A piece in E-City Beat last week got me thinking about our local teachers. Most of our Great Falls teachers are really good, honest, hard-working folks who just want to make a difference in the lives of kids and our community.
Unfortunately sometimes our teachers don’t get enough thanks for what they do for kids, some of which have irresponsible parents who regard school as free daycare or worse – teachers as surrogate parents.
So with school starting this week, let me take this opportunity to say ‘THANK YOU!’ to all of the awesome teachers in our public and private school systems here.
I was raised in Great Falls, raised my own two daughters here, started helping to raise my grand-kids here and will happily credit the Great Falls public school system and our awesome teachers for the job they do in helping to educate our children. Both of my daughters’ success in life is in large part due to the quality public education they received here.
The E-City Beat piece from last week mentioned that teachers and District employees, especially the Administration on the hill, need to do a better job at public relations if they want to pass local school levies, and I agree.
But the far more troubling issue facing public schools funding in Great Falls is illustrated in the following data contained in a US Census Bureau interim report released in February of this year.

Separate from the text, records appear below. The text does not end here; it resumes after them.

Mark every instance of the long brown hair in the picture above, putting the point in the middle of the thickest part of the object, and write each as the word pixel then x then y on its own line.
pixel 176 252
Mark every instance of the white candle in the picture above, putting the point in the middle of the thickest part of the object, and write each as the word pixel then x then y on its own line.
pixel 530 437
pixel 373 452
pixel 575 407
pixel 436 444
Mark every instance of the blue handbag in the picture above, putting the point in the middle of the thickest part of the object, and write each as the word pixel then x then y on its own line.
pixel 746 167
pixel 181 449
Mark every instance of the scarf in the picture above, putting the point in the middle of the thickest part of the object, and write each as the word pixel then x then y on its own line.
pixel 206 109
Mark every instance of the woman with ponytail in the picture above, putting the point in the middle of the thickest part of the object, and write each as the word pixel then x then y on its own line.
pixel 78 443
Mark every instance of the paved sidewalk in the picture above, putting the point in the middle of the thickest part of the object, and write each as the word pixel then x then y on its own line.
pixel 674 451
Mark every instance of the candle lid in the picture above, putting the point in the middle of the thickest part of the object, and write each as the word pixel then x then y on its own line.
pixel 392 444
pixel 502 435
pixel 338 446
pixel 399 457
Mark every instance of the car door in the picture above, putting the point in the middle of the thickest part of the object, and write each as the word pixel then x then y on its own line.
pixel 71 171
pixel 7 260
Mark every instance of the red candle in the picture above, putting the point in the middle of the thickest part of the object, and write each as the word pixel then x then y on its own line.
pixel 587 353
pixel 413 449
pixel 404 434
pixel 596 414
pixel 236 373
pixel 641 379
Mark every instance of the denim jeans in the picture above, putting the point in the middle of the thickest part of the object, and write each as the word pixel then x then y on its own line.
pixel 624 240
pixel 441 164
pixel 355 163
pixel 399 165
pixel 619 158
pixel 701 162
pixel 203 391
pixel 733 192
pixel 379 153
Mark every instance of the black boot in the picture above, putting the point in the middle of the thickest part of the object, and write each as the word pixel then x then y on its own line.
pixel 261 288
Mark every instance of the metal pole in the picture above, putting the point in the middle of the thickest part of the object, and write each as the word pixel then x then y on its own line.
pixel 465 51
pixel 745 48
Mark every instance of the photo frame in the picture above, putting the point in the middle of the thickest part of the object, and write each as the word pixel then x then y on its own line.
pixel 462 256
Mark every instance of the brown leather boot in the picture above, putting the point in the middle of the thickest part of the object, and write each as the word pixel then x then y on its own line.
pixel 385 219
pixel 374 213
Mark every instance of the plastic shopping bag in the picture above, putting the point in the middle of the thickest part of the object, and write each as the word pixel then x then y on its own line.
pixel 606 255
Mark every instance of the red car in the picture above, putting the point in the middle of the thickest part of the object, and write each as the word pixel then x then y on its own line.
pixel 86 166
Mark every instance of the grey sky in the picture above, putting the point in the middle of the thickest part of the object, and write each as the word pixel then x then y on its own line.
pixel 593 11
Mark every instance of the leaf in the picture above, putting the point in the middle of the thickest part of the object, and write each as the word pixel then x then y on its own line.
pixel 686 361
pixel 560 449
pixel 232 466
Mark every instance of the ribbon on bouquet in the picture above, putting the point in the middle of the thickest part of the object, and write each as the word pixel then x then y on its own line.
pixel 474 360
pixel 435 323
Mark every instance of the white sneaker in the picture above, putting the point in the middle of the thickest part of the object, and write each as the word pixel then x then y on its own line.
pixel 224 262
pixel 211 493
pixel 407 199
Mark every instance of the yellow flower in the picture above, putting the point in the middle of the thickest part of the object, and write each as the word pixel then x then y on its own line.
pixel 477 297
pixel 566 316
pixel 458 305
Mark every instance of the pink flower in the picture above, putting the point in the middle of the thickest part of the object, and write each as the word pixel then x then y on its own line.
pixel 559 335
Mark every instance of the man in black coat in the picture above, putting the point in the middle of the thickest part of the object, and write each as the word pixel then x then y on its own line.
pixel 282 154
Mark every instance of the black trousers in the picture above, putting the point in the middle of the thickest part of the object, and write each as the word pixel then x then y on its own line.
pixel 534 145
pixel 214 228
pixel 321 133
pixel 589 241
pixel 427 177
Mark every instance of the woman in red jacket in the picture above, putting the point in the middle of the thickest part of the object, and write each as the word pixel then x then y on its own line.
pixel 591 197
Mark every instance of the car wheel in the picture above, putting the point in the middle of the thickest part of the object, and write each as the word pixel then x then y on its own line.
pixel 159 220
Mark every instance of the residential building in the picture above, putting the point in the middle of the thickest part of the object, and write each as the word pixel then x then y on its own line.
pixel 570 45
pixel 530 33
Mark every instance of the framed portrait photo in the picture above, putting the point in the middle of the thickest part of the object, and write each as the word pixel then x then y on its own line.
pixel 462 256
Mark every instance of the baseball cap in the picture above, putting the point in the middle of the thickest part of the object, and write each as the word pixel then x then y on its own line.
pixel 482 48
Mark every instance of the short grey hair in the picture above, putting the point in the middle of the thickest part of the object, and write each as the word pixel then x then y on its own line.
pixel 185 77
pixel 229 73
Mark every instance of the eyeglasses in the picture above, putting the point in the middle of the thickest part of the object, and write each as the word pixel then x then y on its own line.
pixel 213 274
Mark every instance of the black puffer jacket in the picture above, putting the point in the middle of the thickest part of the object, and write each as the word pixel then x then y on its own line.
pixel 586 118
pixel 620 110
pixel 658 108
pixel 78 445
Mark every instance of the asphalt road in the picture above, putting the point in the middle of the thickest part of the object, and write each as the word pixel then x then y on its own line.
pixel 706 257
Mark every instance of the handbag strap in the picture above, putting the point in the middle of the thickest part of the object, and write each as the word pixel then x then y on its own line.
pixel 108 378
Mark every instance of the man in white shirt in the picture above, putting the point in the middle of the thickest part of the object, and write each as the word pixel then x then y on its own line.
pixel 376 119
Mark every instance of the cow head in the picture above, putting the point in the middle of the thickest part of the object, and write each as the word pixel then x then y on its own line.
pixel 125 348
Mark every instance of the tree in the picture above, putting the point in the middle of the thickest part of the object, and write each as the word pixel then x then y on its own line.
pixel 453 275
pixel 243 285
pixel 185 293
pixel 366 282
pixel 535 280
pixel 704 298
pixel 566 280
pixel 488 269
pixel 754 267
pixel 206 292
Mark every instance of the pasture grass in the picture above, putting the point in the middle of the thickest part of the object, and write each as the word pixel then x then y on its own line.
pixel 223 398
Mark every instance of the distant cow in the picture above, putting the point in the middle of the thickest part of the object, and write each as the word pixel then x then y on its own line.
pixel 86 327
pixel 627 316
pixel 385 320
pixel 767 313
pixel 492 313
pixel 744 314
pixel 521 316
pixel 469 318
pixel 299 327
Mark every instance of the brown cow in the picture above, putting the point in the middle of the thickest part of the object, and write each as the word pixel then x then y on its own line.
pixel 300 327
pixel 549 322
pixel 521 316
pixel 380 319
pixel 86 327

In an 8-year span between 2010 and 2018:
- Gallatin County (Bozeman/Belgrade) population increased 22,363 = 25% growth.
- Flathead County (Kalispell) population increased 11,179 = 12.3% growth.
- Missoula County population increased 9495 = 8.7% growth.

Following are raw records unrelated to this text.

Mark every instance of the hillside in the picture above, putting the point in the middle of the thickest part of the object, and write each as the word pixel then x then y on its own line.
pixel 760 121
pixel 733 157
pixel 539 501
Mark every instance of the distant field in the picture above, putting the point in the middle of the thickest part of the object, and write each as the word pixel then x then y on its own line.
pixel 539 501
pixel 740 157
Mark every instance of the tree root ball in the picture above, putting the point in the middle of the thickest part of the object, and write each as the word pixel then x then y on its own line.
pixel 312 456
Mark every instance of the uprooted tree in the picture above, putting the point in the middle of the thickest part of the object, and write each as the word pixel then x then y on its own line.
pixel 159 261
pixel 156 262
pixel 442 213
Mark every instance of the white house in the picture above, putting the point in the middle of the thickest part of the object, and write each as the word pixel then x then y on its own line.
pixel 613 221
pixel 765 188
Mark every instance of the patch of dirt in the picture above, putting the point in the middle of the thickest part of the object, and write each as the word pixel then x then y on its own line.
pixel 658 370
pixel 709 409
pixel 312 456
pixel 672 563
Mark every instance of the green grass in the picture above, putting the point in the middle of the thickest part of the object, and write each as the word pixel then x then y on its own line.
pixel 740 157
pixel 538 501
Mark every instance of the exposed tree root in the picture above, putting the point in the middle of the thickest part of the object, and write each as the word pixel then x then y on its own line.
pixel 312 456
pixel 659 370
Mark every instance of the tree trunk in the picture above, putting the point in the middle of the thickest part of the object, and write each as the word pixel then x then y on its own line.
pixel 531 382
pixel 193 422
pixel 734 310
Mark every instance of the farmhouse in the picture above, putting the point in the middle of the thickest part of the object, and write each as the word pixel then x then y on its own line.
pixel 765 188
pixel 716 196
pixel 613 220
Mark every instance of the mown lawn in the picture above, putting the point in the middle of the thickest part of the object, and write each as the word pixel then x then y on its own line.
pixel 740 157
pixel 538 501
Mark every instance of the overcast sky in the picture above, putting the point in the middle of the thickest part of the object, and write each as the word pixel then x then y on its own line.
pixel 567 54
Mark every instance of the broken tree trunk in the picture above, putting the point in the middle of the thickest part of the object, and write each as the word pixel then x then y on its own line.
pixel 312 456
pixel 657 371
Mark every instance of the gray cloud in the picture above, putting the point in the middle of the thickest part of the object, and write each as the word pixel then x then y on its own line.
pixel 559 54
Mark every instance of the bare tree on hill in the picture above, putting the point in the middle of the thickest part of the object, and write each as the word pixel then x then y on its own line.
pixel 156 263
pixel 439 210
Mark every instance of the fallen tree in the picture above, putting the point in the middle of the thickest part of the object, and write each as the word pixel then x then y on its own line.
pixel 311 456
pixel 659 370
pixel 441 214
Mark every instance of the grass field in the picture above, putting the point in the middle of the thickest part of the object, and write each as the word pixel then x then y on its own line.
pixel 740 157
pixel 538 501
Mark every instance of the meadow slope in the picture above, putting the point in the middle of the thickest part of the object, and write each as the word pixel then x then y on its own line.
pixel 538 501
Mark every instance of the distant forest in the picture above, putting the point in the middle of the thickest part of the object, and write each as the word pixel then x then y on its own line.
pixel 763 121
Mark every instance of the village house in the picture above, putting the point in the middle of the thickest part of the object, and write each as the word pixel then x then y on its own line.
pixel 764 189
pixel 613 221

- Lewis & Clark County (Helena) population increased 5305 = 8.4% growth.
- Yellowstone County (Billings) population increased 12,155 = 8.2% growth.
- Silver Bow County (Butte) population increased 784 = 2.3% growth.
- Cascade County (Great Falls) population increased 320 = 0.4% growth.
If we don’t turn this around then all the positive PR in the world won’t make a difference because we won’t have the tax base to continue our local legacy of quality public education.
Like it or not, ready or not, we are competing with other state and regional cities for resources, taxpayers, and the kind of growth necessary to prosper and fund things like public education in the 21st-century.